One correctness improvement would be, for intermediate values like 0.42 (between the 0.33 and 0.66 sub-pixel alignments), to interpolate between the two nearest rasterized glyphs instead of simply using the single nearest glyph. While it would produce technically more correct results, it is significantly more difficult to implement - we need to read from two different rasterized glyphs, which could be located on different atlas textures. Either we need to add complexity to the code that sends instructions to the GPU (to ensure both textures are available) or we need to guarantee that all sub-pixel variants of a given glyph are part of the same texture. The latter is most easily addressed by rasterizing all sub-pixel variants the first time that any are needed, which eliminates the benefits of our lazy rasterization strategy. The added complexity and cost here didn’t outweigh the benefits of more-correct (but perceptually largely indistinguishable) rendering.
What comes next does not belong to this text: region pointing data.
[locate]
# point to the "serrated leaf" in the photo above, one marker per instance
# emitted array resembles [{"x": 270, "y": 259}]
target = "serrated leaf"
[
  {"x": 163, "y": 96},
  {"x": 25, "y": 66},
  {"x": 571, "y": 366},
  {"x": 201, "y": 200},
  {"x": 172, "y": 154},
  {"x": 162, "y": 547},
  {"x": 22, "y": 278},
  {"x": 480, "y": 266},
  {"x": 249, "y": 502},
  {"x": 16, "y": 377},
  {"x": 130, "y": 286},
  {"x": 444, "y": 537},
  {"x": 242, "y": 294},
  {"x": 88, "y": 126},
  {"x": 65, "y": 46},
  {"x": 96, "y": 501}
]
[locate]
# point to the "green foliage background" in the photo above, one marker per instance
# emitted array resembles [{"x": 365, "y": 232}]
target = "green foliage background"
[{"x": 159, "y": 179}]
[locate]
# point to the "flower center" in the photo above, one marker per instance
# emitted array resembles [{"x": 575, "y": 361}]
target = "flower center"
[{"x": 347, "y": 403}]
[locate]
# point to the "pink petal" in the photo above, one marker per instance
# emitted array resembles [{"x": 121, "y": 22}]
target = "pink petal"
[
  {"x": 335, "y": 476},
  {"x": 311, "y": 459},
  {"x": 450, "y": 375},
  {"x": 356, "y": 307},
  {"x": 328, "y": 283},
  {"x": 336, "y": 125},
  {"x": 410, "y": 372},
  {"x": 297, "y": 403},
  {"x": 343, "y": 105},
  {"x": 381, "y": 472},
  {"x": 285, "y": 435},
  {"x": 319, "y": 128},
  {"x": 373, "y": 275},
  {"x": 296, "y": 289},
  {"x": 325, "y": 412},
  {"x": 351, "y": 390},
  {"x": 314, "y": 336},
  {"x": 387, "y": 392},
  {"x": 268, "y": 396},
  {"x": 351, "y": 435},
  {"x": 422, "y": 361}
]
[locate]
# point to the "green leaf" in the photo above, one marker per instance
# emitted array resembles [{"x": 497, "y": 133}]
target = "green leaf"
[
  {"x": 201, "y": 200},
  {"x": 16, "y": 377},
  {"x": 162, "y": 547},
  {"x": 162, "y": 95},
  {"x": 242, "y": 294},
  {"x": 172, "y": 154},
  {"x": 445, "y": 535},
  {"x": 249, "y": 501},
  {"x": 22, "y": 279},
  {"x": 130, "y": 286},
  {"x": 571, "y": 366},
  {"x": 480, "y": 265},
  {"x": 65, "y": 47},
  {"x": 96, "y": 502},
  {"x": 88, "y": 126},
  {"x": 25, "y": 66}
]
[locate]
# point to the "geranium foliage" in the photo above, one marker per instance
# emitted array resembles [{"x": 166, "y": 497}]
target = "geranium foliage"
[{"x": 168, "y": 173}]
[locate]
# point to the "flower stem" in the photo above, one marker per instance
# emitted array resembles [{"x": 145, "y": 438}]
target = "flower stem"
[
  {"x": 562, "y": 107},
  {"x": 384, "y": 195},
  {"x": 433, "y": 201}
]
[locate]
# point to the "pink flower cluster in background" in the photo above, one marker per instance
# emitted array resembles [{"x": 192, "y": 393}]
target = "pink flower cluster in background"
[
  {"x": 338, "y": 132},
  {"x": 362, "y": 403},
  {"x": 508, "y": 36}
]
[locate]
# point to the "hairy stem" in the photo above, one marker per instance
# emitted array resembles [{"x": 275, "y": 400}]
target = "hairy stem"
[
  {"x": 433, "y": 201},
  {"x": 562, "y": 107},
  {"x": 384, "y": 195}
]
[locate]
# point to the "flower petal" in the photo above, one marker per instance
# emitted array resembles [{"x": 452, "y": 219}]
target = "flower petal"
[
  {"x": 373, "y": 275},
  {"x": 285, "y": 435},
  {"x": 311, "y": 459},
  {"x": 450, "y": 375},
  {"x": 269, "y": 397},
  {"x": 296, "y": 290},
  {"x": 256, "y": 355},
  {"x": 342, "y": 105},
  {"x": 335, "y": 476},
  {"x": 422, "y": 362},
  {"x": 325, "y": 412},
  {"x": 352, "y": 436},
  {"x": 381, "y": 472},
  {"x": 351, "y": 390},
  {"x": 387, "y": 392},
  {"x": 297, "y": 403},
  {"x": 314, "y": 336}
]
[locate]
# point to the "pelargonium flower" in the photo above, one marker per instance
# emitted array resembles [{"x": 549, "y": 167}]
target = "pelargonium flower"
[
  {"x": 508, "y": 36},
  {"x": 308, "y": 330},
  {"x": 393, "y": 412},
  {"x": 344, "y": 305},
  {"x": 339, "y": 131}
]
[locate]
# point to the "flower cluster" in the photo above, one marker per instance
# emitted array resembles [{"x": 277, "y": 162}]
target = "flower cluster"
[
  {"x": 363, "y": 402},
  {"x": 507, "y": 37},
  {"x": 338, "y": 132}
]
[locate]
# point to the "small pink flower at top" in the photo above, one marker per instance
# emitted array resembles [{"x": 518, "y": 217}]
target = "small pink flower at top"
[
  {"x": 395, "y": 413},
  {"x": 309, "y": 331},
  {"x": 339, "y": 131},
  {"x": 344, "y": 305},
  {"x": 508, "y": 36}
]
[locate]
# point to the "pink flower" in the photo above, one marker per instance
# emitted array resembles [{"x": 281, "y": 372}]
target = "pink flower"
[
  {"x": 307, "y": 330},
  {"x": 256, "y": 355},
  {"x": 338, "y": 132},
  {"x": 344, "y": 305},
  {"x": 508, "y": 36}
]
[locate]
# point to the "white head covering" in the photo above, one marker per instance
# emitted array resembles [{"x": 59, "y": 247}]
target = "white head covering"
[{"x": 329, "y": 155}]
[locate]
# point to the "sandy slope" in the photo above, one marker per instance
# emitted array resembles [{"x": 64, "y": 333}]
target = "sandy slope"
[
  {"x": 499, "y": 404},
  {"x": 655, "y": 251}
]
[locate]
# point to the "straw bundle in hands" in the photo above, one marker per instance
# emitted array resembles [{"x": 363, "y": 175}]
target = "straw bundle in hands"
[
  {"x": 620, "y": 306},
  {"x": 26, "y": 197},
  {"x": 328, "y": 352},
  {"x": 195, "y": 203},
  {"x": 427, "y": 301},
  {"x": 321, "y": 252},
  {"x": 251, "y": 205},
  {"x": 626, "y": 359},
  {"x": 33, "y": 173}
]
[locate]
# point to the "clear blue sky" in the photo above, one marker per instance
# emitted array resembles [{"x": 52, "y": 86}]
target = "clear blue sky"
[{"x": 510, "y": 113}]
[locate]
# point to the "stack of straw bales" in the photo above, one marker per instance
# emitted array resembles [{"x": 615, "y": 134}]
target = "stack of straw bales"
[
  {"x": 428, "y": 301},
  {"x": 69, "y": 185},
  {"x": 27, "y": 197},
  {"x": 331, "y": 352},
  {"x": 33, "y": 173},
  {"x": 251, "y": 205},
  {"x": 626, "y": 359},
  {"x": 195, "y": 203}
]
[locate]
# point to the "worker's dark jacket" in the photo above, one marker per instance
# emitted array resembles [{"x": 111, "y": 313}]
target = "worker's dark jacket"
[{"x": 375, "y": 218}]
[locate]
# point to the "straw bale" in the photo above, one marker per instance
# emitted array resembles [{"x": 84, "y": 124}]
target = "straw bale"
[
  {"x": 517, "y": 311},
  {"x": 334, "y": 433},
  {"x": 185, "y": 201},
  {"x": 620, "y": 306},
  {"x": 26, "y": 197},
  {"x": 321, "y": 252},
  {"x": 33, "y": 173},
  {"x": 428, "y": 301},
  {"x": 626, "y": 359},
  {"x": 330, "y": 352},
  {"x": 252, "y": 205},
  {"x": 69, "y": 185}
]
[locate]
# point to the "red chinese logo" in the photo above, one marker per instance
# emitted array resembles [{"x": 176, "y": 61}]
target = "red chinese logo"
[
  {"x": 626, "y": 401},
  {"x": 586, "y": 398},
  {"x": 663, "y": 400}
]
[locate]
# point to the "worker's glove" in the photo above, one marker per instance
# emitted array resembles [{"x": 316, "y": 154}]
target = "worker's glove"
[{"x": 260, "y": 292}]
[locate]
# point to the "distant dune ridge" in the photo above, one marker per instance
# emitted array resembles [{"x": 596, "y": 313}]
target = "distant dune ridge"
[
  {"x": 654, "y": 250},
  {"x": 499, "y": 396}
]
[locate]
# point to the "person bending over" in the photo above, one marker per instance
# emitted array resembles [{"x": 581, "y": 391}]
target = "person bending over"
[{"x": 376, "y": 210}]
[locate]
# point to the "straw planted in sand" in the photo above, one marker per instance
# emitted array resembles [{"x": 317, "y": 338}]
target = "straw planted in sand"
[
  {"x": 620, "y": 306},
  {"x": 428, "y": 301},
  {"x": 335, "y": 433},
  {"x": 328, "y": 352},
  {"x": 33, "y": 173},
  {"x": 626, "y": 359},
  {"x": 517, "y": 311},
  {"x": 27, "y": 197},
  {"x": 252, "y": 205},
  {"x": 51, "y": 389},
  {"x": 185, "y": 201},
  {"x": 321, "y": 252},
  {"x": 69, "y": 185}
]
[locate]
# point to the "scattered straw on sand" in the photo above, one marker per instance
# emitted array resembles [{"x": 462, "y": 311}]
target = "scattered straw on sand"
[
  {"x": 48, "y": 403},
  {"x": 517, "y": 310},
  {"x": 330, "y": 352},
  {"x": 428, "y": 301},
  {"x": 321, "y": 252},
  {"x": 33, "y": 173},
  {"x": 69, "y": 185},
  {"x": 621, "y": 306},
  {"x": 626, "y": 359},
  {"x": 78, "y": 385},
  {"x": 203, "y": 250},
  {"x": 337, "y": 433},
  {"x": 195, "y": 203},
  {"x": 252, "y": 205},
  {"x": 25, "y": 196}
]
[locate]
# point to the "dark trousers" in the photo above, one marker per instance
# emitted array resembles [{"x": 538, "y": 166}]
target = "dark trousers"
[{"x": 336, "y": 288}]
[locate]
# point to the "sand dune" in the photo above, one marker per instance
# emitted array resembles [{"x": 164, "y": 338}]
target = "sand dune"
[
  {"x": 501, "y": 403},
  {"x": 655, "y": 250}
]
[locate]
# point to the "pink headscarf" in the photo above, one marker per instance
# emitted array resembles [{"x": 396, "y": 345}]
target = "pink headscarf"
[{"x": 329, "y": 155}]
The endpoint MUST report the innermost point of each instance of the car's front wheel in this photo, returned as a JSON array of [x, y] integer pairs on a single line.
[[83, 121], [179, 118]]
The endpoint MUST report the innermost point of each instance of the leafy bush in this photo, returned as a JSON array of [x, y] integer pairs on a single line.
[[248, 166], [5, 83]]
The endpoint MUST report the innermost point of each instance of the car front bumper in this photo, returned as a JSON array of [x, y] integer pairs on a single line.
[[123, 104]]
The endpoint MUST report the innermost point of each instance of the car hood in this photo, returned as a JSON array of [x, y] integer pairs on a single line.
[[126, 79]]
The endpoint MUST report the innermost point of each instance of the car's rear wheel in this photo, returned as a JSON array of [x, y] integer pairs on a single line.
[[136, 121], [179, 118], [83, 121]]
Another option for improved results would be using supersampling (yes, the same anti-aliasing technique mentioned earlier). When rasterizing the glyph, we could ask the rasterizer to scale up the vector horizontally by a factor of 3 (matching our chosen sub-pixel count) and produce a glyph bitmap that is 3x the normal width. When rendering the glyph, we would skip forward 3 pixels in the horizontal direction to account for the scale factor, as shown in the diagram below:
It turns out that this is more-or-less the same as the other alternative, but with the three glyphs interleaved with each other - the first column of each glyph (0.0, 0.33, 0.66), followed by the second column of each glyph (1.0, 1.33, 1.66), etc. The GPU shader code to read from the glyph atlas would be a bit simpler (we can read from the texture at a fractional horizontal position and let the GPU interpolate between adjacent pixels for us), but we’re still losing out on lazy rasterization, and the larger glyphs don’t fit as efficiently into the atlas. Again, while the results might end up being slightly better, the tradeoff isn’t worth it.